# 4K TV for image editing in Lightroom



## TwoMetreBill (Feb 18, 2015)

LG has a 49" 4K TV with a 10bit IPS panel and 120Hz refresh rate. At this size it has essentially the same pixel pitch as a 24" 1080P monitor so scaling problems are eliminated. When used with a Nvidia 9xx video card, which has HDMI 2.0 ports, it can be driven at 60Hz. 

While there is much info about using such a setup for gaming and watching movies, I can't find any comments regarding a setup like this for photo editing. 

Any experience on this forum with such a setup?

As an aside, LG seems to be the only company using IPS panels for their TVs. The Sony panels are poor and the smallest Panasonic is too large at 55". The Panasonic does have the advantage of including DisplayPort ports.


----------



## clee01l (Feb 19, 2015)

Welcome to the forum.  

Why do you want a TV?  A TV contains a tuner for receiving OTA broadcasts.  If you have cable or a satellite, all you really need is a monitor/display.  If I am correct the screen is ~90ppi.  You might want to look for a HiDPI (retina) monitor.  These produce images at ~220 ppi.

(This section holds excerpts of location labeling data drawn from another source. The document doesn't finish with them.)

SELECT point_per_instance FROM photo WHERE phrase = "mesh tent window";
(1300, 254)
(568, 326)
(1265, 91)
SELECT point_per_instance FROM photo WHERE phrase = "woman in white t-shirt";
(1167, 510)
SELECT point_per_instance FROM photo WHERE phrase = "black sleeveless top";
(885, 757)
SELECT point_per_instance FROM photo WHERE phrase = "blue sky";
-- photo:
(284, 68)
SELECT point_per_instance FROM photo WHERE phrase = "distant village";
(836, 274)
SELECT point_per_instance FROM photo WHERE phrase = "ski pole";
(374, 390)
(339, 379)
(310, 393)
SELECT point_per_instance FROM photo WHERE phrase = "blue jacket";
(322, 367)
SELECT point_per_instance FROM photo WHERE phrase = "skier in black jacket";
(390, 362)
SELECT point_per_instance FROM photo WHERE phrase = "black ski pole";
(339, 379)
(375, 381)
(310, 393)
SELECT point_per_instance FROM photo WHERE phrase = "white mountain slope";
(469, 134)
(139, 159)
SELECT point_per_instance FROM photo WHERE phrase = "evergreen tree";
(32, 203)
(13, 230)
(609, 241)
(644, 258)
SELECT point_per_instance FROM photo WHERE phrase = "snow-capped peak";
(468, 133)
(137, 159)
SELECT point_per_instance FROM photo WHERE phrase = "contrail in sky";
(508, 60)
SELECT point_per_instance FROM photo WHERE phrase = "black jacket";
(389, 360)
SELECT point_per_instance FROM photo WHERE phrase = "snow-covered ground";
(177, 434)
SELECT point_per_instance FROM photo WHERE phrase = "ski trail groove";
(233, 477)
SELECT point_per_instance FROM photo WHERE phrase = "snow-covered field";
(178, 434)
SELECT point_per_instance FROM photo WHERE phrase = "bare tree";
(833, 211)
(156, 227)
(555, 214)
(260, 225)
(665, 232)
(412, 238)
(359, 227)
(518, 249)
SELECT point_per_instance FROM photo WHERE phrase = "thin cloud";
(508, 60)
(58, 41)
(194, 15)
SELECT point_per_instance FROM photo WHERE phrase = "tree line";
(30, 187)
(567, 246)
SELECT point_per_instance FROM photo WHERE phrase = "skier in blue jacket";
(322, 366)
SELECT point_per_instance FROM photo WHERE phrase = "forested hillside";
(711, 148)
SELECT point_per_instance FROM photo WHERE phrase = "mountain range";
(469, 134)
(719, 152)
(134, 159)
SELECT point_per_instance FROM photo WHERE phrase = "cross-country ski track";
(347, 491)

As for setup. It matters little about the resolution of your image unless you have enough pixels to display the whole camera captured image at 1:1 with no resizing.  More important IMO than the size of the monitor is the calibration.  Do you own a color calibration tool and will it work on the device you are considering?


----------



## TwoMetreBill (Feb 19, 2015)

Not sure who's message you meant to reply too but it isn't mine.


----------



## clee01l (Feb 19, 2015)

TwoMetreBill said:


> Not sure who's message you meant to reply too but it isn't mine.


Well I think that is your first post just above mine.


----------